On Thursday, the Roadless Area Conservation National Advisory Committee will review the Colorado roadless rule, which stemmed from a Bush administration rollback of the Clinton roadless rule implemented briefly in 2001. The more-restrictive Clinton rule has been the subject of legal wrangling for nearly eight years, while a Bush rule change allowing states to petition the federal government for their own set of roadless rules took precedence.

Only Colorado and Idaho went the petition route, and Idaho recently firmed up its roadless rule, essentially affording 95 percent of the state’s federal lands the same level of roadless protection granted under the Clinton rule. Environmentalists have charged Colorado’s rule grants far more exceptions to extractive industries than the Idaho rule.

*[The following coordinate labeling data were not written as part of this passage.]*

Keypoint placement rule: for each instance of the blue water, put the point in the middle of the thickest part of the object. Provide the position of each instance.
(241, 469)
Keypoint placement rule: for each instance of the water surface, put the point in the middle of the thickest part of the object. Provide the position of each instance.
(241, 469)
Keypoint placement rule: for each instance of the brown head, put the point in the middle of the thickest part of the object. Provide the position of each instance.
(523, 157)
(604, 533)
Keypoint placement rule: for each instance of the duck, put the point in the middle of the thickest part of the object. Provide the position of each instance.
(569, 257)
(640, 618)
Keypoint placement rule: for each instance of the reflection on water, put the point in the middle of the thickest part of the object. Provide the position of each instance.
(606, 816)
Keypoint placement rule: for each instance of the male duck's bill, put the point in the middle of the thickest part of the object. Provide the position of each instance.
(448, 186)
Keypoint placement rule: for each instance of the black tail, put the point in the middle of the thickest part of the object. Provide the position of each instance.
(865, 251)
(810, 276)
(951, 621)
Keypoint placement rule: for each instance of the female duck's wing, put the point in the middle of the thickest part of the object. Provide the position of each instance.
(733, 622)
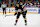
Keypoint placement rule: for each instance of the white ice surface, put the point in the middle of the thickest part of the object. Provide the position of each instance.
(33, 20)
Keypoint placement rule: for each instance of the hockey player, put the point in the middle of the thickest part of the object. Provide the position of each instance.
(3, 6)
(19, 10)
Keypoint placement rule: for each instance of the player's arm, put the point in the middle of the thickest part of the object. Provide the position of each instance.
(15, 12)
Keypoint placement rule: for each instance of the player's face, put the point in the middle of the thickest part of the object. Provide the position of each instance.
(17, 5)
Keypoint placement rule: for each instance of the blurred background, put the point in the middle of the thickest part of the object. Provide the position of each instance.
(27, 3)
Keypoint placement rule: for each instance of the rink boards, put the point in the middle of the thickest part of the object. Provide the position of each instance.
(30, 10)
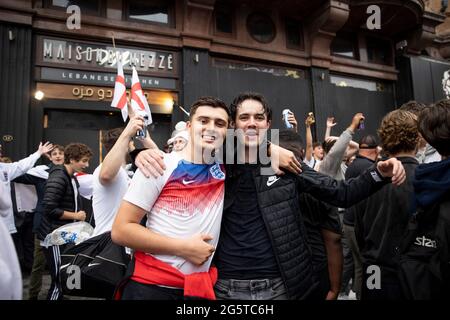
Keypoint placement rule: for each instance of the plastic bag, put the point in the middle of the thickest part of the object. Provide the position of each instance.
(75, 232)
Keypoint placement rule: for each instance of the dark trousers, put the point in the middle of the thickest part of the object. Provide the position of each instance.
(260, 289)
(24, 243)
(138, 291)
(37, 271)
(53, 257)
(323, 285)
(348, 271)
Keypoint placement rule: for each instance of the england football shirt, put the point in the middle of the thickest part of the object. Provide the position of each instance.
(186, 200)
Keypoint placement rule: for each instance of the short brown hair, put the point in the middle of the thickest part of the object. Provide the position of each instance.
(413, 107)
(208, 102)
(399, 132)
(434, 126)
(76, 151)
(110, 137)
(250, 96)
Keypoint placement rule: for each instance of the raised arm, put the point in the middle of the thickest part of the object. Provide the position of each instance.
(332, 160)
(346, 193)
(19, 168)
(330, 124)
(309, 144)
(116, 156)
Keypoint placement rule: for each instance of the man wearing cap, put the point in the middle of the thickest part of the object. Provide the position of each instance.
(366, 157)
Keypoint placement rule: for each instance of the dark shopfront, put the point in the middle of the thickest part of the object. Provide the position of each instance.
(303, 55)
(78, 90)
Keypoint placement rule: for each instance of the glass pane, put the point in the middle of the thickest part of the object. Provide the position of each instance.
(261, 27)
(224, 21)
(378, 51)
(86, 5)
(149, 12)
(293, 33)
(344, 46)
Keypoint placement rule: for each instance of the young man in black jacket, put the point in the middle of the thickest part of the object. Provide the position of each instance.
(426, 267)
(262, 252)
(323, 230)
(380, 227)
(367, 155)
(61, 206)
(38, 176)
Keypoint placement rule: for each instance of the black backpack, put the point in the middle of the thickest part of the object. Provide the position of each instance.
(102, 264)
(424, 264)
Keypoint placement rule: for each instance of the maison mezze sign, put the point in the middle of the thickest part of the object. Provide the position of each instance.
(97, 56)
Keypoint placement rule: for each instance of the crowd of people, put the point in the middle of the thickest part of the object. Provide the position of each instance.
(229, 212)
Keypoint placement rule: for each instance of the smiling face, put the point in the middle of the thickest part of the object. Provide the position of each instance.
(80, 165)
(57, 156)
(179, 144)
(318, 152)
(208, 127)
(251, 120)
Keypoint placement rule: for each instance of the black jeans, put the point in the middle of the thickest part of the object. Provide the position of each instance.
(53, 257)
(262, 289)
(138, 291)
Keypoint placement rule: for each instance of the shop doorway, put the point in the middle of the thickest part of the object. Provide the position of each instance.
(66, 126)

The Pew poll also found that about 70 percent of Coloradans are worried by the impacts increased energy development could have on wildlife habitat, water and air quality, and the health of the state’s residents.

RBI Strategy & Research president Rick Ridder said a majority of respondents think the state and Gov. Bill Ritter should push for delay in implementing Colorado’s proposed roadless rule until a new administration is in the White House.

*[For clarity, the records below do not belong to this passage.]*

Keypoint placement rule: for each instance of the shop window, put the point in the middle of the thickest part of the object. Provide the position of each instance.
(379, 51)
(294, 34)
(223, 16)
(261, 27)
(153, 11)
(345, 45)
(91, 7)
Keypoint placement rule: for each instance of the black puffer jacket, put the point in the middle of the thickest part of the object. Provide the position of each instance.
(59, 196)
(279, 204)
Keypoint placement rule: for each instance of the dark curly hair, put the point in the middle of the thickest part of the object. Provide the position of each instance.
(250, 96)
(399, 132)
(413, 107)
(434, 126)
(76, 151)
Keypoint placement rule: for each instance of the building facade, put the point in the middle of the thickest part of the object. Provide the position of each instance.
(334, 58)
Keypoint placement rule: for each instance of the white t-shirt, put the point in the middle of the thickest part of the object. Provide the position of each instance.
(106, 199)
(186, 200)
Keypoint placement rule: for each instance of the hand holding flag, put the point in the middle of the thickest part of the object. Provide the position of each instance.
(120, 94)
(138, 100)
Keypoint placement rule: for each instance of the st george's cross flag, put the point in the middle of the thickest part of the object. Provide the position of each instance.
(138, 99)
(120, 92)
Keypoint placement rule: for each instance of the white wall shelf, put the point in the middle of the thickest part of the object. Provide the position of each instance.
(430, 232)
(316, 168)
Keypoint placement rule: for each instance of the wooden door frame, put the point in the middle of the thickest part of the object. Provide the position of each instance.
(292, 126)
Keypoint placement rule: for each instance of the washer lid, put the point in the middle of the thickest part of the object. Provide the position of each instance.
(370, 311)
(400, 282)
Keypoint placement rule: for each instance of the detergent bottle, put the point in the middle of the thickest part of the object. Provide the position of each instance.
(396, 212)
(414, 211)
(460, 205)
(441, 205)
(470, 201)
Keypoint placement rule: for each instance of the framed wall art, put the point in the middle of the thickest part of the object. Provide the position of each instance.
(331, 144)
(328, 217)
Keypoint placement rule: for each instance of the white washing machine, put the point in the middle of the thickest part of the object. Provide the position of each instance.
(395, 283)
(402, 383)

“Voters are not convinced that now is the right time to be move forward, and they don’t want to see expedited rulemaking in order to meet an artificial deadline of Jan. 1,” Ridder said. “It’s clear that the majority of Colorado voters believe that oil and gas companies should use the leases they already have before getting ahold of new ones located in pristine areas.”

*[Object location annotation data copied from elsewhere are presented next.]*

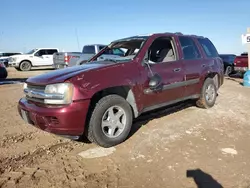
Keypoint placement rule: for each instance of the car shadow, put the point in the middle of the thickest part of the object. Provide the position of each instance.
(202, 179)
(12, 81)
(42, 69)
(155, 114)
(145, 118)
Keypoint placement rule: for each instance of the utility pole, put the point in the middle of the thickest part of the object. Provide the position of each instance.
(248, 47)
(246, 40)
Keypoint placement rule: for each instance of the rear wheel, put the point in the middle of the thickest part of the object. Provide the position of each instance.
(208, 94)
(25, 66)
(110, 122)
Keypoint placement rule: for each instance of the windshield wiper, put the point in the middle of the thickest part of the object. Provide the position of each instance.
(110, 60)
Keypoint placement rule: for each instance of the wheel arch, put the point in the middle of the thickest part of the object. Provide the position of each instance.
(215, 76)
(123, 91)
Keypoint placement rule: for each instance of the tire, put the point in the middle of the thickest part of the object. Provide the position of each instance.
(25, 66)
(207, 101)
(100, 134)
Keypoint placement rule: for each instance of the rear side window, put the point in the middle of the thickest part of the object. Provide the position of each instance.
(208, 47)
(189, 48)
(89, 49)
(101, 47)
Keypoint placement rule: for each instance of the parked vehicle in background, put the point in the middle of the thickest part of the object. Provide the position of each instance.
(100, 98)
(241, 63)
(69, 59)
(4, 57)
(228, 60)
(37, 57)
(3, 71)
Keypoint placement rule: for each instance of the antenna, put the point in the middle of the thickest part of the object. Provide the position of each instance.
(77, 39)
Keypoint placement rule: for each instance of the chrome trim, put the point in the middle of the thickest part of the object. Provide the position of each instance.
(170, 103)
(41, 95)
(174, 85)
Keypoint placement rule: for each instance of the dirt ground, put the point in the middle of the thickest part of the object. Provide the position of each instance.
(181, 146)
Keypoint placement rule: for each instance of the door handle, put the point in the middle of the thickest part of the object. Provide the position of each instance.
(177, 70)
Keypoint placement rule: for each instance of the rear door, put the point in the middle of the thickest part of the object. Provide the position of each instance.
(165, 63)
(193, 64)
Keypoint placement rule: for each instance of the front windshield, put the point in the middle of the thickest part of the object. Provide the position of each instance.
(31, 51)
(121, 50)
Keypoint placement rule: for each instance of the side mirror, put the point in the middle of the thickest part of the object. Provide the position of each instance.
(155, 83)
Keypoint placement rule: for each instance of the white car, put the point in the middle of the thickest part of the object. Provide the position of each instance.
(35, 58)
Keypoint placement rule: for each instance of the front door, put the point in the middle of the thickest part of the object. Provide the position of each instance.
(193, 64)
(164, 63)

The so-called “gap leases” processed by the Bureau of Land Management and Forest Service since the Clinton rule was tossed out were necessary, according to Forest Service officials who say they were operating under an executive order. The leases were revealed in a Pew report this summer.

“While the 2001 rule was not in effect — even though it was out there, it wasn’t really in effect — we were managing our lands under existing forest plans and existing oil and gas leasing decisions, and we had a large backlog of oil and gas leasing requests and were under an executive order to process leases and permits because of the energy situation,” Melody Holm, a regional Forest Service program manager for energy/leasable minerals, said at an open house last month.

Forest Service officials say that all open-house-style meetings on the topic have been concluded but that written comments will be accepted until Oct. 23. Send a comment by e-mail to COcomments@fsroadless.org; by fax to (916) 456–6724, or by snail mail to Roadless Area Conservation — Colorado, P.O. Box 162909, Sacramento, CA 95816–2909.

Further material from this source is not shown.